Lumefantrine, an antimalarial drug, reverses radiation and temozolomide resistance in glioblastoma
Menée in vitro et à l'aide d'un modèle murin, cette étude met en évidence l'intérêt de la luméfrantine, un antipaludique, pour lever la résistance des glioblastomes au témozolomide et aux rayonnements ionisants
No current therapies prevent recurrence in patients with glioblastoma multiforme (GBM). Extracellular matrix (ECM) remodeling and epithelial mesenchymal transition (EMT) are important processes regulating GBM progression and acquisition of radiation and temozolomide (radio/TMZ) resistance. Fli-1 choreographs ECM remodeling and EMT in GBM via transcriptional regulation of HSPB1. Lumefantrine, an antimalarial drug, inhibits the transcriptional activities of Fli-1 and its downstream targets HSPB1, ECM remodeling, and EMT. Lumefantrine is selectively cytotoxic and promotes apoptosis in GBM and reverses radio/TMZ resistance in GBM. This drug can easily be repurposed for management of GBM. Identification of drugs like lumefantrine from FDA-approved therapeutic agents and uncommon sources provides opportunities to broaden the breadth and versatility of current therapeutic regimens for GBM.Glioblastoma multiforme (GBM) is an aggressive cancer without currently effective therapies.
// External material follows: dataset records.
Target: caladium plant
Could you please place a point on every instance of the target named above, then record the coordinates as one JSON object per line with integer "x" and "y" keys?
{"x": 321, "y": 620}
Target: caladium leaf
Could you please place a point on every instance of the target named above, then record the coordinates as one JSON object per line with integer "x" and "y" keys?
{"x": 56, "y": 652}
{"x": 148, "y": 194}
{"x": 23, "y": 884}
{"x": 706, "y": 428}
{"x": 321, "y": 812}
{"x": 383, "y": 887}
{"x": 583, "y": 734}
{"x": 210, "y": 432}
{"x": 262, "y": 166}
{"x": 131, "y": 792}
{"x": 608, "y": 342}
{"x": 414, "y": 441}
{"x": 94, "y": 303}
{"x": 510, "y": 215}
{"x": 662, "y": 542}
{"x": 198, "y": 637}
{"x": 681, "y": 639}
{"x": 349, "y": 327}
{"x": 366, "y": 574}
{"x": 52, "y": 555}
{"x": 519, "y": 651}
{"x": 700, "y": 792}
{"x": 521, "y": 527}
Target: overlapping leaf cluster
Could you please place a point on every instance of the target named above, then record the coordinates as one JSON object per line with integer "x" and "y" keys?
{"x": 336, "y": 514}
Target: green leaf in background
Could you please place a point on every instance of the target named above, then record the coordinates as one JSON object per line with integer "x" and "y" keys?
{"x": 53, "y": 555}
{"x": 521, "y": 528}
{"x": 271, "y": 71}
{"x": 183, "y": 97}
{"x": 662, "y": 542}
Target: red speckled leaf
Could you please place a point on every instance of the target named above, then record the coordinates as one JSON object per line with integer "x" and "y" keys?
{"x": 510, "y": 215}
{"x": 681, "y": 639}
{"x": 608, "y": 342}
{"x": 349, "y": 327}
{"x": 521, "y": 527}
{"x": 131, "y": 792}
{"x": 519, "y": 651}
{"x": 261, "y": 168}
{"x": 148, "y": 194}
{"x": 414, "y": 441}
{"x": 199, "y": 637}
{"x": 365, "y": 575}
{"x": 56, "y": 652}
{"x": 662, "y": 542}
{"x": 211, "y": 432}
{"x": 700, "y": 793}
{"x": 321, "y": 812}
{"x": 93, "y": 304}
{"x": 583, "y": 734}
Radiation and temozolomide (radio/TMZ) resistance are major contributors to cancer recurrence and failed GBM therapy. Heat shock proteins (HSPs), through regulation of extracellular matrix (ECM) remodeling and epithelial mesenchymal transition (EMT), provide mechanistic pathways contributing to the development of GBM and radio/TMZ-resistant GBM. The Friend leukemia integration 1 (Fli-1) signaling network has been implicated in oncogenesis in GBM, making it an appealing target for advancing novel therapeutics. Fli-1 is linked to oncogenic transformation with up-regulation in radio/TMZ-resistant GBM, transcriptionally regulating HSPB1. This link led us to search for targeted molecules that inhibit Fli-1. Expression screening for Fli-1 inhibitors identified lumefantrine, an antimalarial drug, as a probable Fli-1 inhibitor. Docking and isothermal calorimetry titration confirmed interaction between lumefantrine and Fli-1. Lumefantrine promoted growth suppression and apoptosis in vitro in parental and radio/TMZ-resistant GBM and inhibited tumor growth without toxicity in vivo in U87MG GBM and radio/TMZ-resistant GBM orthotopic tumor models. These data reveal that lumefantrine, an FDA-approved drug, represents a potential GBM therapeutic that functions through inhibition of the Fli-1/HSPB1/EMT/ECM remodeling protein networks.